Well, in my defense, we are hitting the road for three weeks and covering a lot of ground–not just the geographic ground spanning four states in three weeks, but also the range of activities we’ll be enjoying … from hotel camping to woods and beach camping, attending a wedding in a vineyard, laying on sandy beaches, snuggling around camp fires in the shady forests, and ending up in the city where we’ll want to clean up and go to the movie theater or out to dinner. And, don’t forget the red, white, and blue outfits my children insist on for the Fourth of July.

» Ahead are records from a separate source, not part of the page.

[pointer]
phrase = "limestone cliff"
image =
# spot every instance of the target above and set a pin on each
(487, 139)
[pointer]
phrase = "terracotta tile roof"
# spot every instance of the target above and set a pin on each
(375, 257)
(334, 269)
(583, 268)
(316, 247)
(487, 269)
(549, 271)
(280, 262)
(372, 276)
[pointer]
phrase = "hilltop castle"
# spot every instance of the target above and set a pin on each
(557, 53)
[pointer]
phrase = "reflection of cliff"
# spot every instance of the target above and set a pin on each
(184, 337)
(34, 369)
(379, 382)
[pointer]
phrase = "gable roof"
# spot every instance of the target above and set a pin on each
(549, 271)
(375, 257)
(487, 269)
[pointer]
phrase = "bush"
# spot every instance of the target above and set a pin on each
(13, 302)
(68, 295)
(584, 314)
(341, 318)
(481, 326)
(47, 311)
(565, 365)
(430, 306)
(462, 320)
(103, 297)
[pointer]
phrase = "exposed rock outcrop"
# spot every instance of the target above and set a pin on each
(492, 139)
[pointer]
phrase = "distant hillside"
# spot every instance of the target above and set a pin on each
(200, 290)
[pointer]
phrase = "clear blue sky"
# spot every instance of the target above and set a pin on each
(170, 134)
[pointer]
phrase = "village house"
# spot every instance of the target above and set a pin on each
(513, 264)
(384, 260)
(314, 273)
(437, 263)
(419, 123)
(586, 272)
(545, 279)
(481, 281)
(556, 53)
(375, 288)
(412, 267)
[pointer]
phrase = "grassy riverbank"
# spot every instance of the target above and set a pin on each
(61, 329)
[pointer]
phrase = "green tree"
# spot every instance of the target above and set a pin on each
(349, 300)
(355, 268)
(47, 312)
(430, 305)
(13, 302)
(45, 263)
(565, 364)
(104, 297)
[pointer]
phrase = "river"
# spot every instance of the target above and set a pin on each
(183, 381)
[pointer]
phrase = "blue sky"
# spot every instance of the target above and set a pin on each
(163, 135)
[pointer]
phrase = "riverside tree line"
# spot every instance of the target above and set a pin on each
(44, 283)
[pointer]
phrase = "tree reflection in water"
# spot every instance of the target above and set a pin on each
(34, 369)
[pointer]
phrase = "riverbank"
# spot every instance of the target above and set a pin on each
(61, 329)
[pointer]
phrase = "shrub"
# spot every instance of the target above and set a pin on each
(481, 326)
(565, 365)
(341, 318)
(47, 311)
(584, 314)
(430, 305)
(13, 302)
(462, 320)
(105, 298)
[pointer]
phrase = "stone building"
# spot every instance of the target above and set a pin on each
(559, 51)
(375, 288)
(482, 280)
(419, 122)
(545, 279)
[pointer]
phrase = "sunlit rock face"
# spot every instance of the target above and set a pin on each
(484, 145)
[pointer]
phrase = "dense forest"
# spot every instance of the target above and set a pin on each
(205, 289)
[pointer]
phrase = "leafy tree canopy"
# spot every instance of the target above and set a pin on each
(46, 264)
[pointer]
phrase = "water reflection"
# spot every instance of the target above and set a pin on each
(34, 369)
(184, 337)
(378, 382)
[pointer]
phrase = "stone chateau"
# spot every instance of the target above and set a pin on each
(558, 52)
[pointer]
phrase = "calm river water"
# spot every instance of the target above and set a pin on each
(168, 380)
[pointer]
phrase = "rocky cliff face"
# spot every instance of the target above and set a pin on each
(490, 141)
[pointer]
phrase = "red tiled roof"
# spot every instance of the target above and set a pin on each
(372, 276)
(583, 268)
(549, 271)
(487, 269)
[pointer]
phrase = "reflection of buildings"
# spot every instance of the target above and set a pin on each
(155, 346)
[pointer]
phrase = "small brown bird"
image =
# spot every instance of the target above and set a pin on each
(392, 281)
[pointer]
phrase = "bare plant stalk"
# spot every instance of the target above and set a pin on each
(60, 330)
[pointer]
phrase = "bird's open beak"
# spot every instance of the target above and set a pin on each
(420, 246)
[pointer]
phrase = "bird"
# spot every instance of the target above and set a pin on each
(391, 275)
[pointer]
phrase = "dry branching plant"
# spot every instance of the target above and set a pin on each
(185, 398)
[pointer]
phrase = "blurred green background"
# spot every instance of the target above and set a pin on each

I was explaining to a stranger at a birthday party yesterday that I was trying to pack for three weeks for a family of four to cover casual, semi-formal, and formal affairs. Her response was “wow, that’s a lot of shoes.” I must have looked at her like she was an alien, because she went on to explain that you’d have to have several different styles of heels, running shoes, flip-flops, water shoes, and so on. Then I realized she doesn’t know I’m a minimalist, and only have my black leather flip-flops, which I would contend are perfect for every occasion. But, before I could open my mouth, another mom piped in with her affirmation that she has a pair of flip-flops in every color of the rainbow, so those would all be going along with her, as well as formal sandals, boots, and open-toed strappy somethings … that’s when my brain turned off. And I decided it was time to rush home and start packing.
I have to admit. I’m somewhat outside the scope of one small backpack per person, as was my aspiration. But, one large suitcase for the whole family should suffice. Compromise. That’s the name of the game, right?
And also, jig-saw puzzle comes to mind. I really hope I don’t need anything out of the bottom of that bottom bin while stranded on the side of the freeway somewhere.